Vietnam has become an increasingly important market for us. The country is growing at about 7 percent (per year). Any markets that grow that high means they are good for logistics, that logistics are needed. We like to invest in countries that are growing fast.
As mentioned earlier, manufacturing is moving to Vietnam. Our customers move to Vietnam from other countries. One of the reasons is that manufacturers look to diversify their production for various reasons – the cost of labour, market access, and tariffs, etc.
Hanoi is our major export facility. Most of our freights go from Hanoi to Chicago, to Amsterdam, to Europe for example. We have been here for long. We will continue to be here and invest in whatever opportunities arrive towards our customers to support them.
Reporter: The world economy is entering the era of the Fourth Industrial Revolution. How do you think Vietnam will fit into the revolution and take advantage of it?
Sushant Palakurthi Rao: The Fourth Industrial Revolution offers both opportunities and challenges. I am a strong believer that technology can be an aid that helps processes and systems in every area.
Vietnam is an agricultural country. So, let’s take agriculture as an example. Again, every sector will be touched by the advancement of technologies – and agriculture is, of course, part of it too. If you think about a simple thing like drone technology. It allows you to make predictions, where flooding or drought might take place. Telephones work for fishermen. It is a revolution because it allows you to shorten times between the catch and the move to fisheries, sales, and the market. Drone technology is a good example of the ways farmers are going to benefit and be better prepared for any disruption in their work. That is just one example of how Vietnam can benefit from the Fourth Industrial Revolution.

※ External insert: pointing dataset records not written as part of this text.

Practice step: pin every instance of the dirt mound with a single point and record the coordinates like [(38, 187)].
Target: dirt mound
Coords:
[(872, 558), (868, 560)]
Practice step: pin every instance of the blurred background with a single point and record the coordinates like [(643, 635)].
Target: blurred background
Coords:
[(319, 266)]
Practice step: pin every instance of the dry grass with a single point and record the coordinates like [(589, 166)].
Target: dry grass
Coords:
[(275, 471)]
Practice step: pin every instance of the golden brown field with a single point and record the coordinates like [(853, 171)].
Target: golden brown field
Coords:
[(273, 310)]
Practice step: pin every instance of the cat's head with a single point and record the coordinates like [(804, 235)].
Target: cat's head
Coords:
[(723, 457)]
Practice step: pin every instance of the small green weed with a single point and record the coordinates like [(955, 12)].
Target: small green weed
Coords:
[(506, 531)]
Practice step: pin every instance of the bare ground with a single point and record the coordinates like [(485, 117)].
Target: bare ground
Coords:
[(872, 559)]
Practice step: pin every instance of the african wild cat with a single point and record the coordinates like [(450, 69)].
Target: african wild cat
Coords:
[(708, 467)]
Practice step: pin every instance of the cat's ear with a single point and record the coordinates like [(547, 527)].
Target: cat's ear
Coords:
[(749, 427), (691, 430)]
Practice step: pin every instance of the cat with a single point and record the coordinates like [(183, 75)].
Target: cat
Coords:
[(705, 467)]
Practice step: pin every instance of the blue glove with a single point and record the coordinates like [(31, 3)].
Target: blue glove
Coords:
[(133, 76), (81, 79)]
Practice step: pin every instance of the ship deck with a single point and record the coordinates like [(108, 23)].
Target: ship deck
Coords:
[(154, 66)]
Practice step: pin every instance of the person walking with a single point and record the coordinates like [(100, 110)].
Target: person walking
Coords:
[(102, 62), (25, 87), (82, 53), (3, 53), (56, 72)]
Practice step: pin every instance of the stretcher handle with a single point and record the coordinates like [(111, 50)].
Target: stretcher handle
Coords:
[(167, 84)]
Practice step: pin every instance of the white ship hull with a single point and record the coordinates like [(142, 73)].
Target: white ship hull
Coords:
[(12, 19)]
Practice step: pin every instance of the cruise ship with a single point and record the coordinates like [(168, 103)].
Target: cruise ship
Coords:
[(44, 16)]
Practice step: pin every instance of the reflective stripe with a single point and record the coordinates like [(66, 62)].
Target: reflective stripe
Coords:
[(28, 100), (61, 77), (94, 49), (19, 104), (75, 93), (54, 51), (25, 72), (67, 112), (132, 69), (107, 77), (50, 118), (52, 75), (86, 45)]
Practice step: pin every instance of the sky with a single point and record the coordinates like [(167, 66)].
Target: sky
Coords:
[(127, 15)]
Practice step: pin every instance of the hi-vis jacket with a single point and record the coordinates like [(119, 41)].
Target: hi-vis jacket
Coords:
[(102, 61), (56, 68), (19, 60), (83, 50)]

Another example of how Vietnam fits in the revolution: I think a meeting like the WEF on ASEAN 2018 is a good indication that Vietnamese leaders and the Vietnamese Government are prioritising new advancements in technology, in science and innovation. They are very keen to see how to capitalise on the opportunities.
In just 10 years, Vietnam is now a middle income country. So I think Vietnam is fitting very well.
But it is important that you move with the speed because the changes are fast and require agility. It also requires nimble approaches because the pace is so quick.
Things are getting better, but as we mentioned at the beginning, the competitive pressure never stops – and the era of technology is definitely one of those competitive pressures.
Reporter: Thank you for your time./.